Proprio la superficialità è uno dei perni del romanzo: fatti e persone non devono – non possono? – essere conosciuti nel profondo: “Il fragile foglio di carta che chiude la finestra non nasconde nulla per cui valga veramente la pena strapparlo”. Se, per esempio, ne Il nemico la nebulosa opacità degli avvenimenti cela la mano che infligge pene e dolori ai personaggi, qui è attivamente ricercata dal protagonista: un mantello dell’invisibilità. Così il signor Cui è lesto disinteressarsi di un fatto doloroso avvenuto alla sorella, e a perdonare chi l’ha commesso pur non sapendo nemmeno di cosa si tratta, e si ritrova poi in un rapporto assurdo e paradossale con uno strano personaggio malavitoso: e non toglieremo di certo ai lettori il gusto di scoprire da sé come e se l’estrema incertezza che aleggia sulla vicenda avrà infine soluzione.

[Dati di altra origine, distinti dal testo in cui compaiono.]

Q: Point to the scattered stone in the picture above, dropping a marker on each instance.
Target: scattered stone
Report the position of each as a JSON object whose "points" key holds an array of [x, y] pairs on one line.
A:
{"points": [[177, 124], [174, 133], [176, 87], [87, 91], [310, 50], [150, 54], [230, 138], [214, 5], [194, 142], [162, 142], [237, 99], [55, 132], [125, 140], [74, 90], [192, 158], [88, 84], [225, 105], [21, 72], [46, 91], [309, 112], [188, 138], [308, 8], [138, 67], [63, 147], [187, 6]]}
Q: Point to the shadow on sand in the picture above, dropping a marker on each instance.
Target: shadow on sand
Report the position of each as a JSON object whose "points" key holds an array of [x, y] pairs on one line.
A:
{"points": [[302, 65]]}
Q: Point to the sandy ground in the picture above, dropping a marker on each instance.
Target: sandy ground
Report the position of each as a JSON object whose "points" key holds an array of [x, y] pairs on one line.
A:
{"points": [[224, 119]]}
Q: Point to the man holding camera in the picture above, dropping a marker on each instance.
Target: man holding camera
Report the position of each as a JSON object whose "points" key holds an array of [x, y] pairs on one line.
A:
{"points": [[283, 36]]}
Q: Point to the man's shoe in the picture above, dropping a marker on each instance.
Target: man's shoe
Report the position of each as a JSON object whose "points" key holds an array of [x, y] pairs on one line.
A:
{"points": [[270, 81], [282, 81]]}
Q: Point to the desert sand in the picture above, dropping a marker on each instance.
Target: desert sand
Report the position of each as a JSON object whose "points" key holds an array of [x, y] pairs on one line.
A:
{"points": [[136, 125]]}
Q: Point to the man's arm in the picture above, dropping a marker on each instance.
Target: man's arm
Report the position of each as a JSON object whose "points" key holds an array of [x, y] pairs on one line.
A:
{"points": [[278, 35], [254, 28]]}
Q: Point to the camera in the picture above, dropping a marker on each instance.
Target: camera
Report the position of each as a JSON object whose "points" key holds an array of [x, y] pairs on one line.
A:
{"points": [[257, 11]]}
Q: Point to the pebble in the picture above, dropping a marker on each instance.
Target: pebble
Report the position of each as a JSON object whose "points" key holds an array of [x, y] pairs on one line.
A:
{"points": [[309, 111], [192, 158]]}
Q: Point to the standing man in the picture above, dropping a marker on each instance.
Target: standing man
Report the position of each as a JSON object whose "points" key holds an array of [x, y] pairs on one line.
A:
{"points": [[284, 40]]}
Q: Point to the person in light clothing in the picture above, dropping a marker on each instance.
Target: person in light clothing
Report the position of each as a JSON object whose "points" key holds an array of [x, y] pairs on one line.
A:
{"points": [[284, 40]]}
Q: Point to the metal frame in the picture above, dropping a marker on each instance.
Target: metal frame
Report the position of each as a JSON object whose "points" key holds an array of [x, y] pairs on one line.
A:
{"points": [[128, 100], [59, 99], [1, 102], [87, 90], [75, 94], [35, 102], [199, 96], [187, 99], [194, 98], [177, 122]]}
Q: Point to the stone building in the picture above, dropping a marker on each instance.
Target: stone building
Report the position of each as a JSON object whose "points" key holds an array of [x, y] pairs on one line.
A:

Anticipiamo invece uno dei tanti paradossi che Ge Fei suggerisce in questo breve romanzo: se da una parte la determinazione a non scostare le tende tirate sembra essere la chiave della felicità, dall’altra parte è evidente che questa è un’illusione. Altro paradosso è che l’unica cosa veramente autentica è, guarda caso, immateriale: la musica, che appare continuamente come perno narrativo, veicolo di memorie e, forse, unico appiglio rimasto. L’arte è quindi un rifugio – anch’essa un mantello per rendersi invisibili contro l’ostilità circostante – o una chiave per decifrare una realtà apparentemente imperscrutabile? Forse, proprio suggerendo la prima opzione, Ge Fei tiene il campo aperto per la seconda.